La gru si muove, il caldo picchia: ex Akros scendono di quota ed annunciano sciopero della fame

Lassù il sole picchia forte e la gru non è poi così stabile. Quel ferrovecchio arrugginito, sul quale da martedì scorso stazionano tre dipendenti ex Akros per protestare contro la mancata assunzione in Akrea, non offre molte garanzie di stabilità. Anche per questo motivo Vincenzo, Massimo ed Elio sono scesi oggi di diverse decine di metri raggiungendo il loggione dal quale era partita la protesta.

La gru, un vecchio residuato dell’ex Nucleo industriale, si muove. Nello specifico, il braccio sul quale i lavoratori si erano arrampicati in due tappe dopo aver sostato per un giorno sul loggione è soggetto a piccoli movimenti di rotazione, fanno sapere i tre. A questo si aggiunge il sole che picchia forte, l’aria calda che li investe e dalla quale a quelle altezze è impossibile ripararsi. Troppo pericoloso dopo che uno dei tre ha accusato un lieve malessere.
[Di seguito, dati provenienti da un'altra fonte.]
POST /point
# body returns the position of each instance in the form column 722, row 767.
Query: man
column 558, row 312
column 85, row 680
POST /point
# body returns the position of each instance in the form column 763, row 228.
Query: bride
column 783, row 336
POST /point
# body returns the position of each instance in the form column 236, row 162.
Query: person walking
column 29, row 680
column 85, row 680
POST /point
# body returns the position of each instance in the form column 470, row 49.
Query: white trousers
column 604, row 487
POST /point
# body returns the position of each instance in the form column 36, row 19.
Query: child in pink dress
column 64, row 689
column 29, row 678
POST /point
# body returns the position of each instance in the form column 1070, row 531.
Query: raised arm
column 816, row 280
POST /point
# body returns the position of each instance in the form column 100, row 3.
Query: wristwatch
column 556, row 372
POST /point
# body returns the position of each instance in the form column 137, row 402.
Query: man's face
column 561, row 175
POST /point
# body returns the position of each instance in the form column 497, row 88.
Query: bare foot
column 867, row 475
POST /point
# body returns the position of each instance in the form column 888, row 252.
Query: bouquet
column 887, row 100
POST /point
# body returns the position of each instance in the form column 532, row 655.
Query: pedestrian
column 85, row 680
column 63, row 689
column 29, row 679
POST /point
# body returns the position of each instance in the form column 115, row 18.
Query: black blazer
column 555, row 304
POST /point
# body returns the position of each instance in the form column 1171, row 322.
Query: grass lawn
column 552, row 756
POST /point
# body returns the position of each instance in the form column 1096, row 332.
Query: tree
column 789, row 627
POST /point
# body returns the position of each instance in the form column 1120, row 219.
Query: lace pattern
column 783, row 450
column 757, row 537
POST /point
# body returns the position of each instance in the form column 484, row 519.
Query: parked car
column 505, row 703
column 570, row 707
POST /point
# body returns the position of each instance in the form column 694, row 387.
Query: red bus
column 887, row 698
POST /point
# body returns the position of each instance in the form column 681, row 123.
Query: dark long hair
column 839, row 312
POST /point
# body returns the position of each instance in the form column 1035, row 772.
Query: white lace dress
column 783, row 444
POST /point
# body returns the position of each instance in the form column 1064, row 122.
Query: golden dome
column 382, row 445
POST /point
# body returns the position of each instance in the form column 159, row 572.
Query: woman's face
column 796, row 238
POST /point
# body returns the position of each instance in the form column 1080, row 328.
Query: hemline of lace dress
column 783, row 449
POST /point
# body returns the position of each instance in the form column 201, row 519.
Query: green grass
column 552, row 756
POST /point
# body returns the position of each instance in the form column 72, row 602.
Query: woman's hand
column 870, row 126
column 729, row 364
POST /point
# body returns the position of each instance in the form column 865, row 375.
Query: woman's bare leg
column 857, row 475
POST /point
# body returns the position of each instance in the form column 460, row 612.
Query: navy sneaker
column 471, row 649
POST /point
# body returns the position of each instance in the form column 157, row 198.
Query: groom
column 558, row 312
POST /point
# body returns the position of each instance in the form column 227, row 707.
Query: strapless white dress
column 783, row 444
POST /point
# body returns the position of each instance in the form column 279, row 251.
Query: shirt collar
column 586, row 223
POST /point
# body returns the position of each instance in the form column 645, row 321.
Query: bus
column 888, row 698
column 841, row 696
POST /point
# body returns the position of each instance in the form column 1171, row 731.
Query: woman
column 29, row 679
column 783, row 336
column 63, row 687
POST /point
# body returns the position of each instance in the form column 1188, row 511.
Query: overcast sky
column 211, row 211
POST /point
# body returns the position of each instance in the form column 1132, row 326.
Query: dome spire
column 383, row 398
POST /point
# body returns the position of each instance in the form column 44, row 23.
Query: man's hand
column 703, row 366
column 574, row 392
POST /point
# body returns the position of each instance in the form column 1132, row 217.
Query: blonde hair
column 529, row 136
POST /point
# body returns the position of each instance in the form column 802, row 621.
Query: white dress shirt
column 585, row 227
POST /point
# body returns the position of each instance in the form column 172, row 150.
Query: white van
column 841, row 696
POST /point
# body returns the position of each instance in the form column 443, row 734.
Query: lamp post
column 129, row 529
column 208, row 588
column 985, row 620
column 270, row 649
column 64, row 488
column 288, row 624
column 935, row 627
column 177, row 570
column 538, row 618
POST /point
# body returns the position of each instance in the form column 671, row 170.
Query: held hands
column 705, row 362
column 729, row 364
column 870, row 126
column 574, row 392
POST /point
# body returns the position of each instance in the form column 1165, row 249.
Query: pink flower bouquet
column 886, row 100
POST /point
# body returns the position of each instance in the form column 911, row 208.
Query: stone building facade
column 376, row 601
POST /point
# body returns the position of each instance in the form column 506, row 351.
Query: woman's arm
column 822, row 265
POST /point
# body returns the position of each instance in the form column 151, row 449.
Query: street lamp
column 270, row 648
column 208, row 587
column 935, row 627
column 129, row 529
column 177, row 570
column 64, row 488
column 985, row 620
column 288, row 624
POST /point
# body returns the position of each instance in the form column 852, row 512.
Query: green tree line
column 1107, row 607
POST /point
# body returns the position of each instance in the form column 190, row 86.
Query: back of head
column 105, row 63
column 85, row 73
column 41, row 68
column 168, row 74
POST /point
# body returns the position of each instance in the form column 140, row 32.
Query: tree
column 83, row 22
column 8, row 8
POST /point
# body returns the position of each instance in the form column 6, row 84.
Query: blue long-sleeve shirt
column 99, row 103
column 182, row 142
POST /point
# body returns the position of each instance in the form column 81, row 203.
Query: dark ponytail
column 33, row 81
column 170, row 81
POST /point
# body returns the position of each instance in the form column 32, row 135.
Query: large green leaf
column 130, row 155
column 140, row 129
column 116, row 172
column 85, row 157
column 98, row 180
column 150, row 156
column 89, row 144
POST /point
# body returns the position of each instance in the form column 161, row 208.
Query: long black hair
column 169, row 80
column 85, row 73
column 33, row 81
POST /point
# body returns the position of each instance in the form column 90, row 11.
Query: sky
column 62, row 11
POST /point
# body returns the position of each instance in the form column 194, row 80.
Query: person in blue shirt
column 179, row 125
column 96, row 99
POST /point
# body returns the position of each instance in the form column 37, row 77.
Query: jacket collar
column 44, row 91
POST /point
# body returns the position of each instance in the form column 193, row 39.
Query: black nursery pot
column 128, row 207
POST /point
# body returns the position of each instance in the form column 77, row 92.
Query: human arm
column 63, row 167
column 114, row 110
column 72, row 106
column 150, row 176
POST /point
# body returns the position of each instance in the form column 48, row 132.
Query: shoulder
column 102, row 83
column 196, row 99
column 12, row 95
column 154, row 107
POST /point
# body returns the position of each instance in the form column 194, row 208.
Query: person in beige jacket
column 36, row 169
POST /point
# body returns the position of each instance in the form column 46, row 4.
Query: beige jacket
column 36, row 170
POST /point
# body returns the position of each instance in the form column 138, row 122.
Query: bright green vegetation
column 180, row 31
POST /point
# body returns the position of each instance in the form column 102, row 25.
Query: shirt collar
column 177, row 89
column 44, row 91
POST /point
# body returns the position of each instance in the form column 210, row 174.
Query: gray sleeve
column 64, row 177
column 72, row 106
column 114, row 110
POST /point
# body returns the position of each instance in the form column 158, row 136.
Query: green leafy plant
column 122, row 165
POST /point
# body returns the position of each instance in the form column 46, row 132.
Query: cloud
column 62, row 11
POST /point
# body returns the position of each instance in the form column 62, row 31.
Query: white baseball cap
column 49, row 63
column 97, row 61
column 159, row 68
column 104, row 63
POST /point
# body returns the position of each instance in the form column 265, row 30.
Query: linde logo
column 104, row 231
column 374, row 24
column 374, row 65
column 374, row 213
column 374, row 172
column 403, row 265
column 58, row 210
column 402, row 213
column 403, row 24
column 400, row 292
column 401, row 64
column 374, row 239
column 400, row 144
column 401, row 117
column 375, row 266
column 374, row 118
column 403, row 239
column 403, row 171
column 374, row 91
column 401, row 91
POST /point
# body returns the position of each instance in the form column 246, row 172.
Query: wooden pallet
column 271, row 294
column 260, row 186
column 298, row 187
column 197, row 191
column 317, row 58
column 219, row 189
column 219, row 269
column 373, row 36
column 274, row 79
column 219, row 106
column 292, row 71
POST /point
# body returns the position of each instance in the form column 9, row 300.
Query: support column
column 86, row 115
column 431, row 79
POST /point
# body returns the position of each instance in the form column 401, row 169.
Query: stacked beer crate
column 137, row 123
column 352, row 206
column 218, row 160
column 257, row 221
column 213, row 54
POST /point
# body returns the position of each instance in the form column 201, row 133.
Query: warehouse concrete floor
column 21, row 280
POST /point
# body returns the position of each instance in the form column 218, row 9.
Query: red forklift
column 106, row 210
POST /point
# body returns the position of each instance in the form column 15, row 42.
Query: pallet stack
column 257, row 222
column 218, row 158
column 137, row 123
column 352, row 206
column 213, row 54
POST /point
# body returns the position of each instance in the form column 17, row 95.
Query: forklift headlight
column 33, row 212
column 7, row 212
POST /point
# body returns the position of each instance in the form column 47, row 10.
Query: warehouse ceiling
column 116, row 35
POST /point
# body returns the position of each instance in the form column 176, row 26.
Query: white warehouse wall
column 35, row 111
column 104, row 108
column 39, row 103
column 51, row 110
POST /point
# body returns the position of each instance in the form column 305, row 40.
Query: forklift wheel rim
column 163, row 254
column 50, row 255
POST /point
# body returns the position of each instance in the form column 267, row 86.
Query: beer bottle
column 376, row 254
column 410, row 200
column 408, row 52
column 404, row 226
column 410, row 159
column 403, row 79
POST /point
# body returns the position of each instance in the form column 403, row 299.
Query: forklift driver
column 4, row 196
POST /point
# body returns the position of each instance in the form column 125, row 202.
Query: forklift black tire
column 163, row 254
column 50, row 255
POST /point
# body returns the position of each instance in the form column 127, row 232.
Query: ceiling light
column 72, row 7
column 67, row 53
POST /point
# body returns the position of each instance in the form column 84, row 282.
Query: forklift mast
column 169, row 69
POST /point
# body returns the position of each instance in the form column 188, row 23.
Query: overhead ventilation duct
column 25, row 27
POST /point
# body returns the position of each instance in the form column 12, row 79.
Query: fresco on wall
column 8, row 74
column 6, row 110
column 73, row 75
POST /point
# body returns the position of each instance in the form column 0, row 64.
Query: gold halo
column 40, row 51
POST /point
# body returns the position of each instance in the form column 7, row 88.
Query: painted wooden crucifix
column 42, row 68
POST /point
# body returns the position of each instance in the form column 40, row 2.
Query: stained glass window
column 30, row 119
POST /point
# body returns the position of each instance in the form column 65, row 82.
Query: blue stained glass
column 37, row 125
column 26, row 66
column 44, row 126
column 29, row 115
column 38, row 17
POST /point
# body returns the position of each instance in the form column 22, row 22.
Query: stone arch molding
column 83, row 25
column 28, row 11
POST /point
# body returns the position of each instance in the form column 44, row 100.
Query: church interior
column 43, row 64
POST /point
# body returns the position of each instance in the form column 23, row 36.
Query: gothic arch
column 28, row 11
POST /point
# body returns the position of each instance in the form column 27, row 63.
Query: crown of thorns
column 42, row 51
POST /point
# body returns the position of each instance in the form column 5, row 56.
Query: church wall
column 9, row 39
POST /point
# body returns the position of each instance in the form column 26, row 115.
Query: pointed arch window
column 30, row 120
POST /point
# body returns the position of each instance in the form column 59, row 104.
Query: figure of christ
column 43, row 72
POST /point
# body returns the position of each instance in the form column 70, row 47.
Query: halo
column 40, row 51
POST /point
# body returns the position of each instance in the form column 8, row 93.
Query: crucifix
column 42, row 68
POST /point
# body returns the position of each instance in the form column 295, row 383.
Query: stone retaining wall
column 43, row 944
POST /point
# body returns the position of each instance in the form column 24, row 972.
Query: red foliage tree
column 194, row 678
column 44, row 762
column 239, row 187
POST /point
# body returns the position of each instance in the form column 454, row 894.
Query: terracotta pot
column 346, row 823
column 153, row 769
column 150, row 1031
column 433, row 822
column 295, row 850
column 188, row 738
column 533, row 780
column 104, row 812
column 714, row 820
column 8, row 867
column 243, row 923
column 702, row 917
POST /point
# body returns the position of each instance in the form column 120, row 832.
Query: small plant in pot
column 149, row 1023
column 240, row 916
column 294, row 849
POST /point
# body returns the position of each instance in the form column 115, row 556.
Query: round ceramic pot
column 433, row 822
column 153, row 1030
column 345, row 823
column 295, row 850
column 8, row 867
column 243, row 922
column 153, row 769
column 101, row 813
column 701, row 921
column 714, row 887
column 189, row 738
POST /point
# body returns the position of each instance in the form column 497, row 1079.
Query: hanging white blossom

In altri tempi la gente sarebbe accorsa a frotte sul posto. Quando, or sono una trentina di anni fa, Michele Mattace, dipendente della Montedison, guadagnò la cima del camino Mariani per protestare contro lo smantellamento della fabbrica, i crotonesi fluirono in massa davanti ai cancelli dello stabilimento per solidarietà. Altri tempi, vero. Ma un uomo era Mattace ed uomini sono Vincenzo, Massimo ed Elio.

Da ormai cinque giorni i tre ex lavoratori della società mista in liquidazione portano avanti la loro battaglia. Una battaglia solitaria in quest’afosa estate 2017 che ha steso, con le sue temperature africane, un’ulteriore cortina di apatia ed indifferenza sulla città. Tranne il marinaio di turno al cancello della banchina sottoflutti, nei pressi di quella gru non c’è nessuno. Sono tutti al mare, rappresentanti istituzionali, politici e sindacali; non un’associazione, ente, comitato o altro che abba sentito il bisogno di organizzare un presidio di solidarietà. Assente anche la Chiesa. A loro comunque non interessa.

Quando la mattina presto di martedì scorso si sono intrufolati sulla banchina, i tre sapevano a cosa andavano incontro; sapevano che non avrebbero ricevuto alcun aiuto o attestato di solidarietà. Lo avevano messo in conto, così come hanno messo in conto che se il sindaco continuerà con la linea della fermezza, martedì mattina alla protesta sulla gru si affiancherà lo sciopero della fame.

D’altronde non è giusto che a pagare per la storia sbagliata di Akros (un doppione di Akrea tenuto su per oltre dieci anni prima con i mezzi ed i fondi dell’ufficio del commissario per l’emergenza ambientale, poi con le ‘flebo’ per esigenze elettorali) siano i lavoratori. Altri – e sono tanti coloro che hanno costruito le loro fortune con la società mista che si occupava della raccolta differenziata nella provincia di Crotone – dovrebbero stare su quella gru al posto di Vincenzo Graziano, Massimo Palmieri ed Elio Federico. Invece che ‘a piede libero’.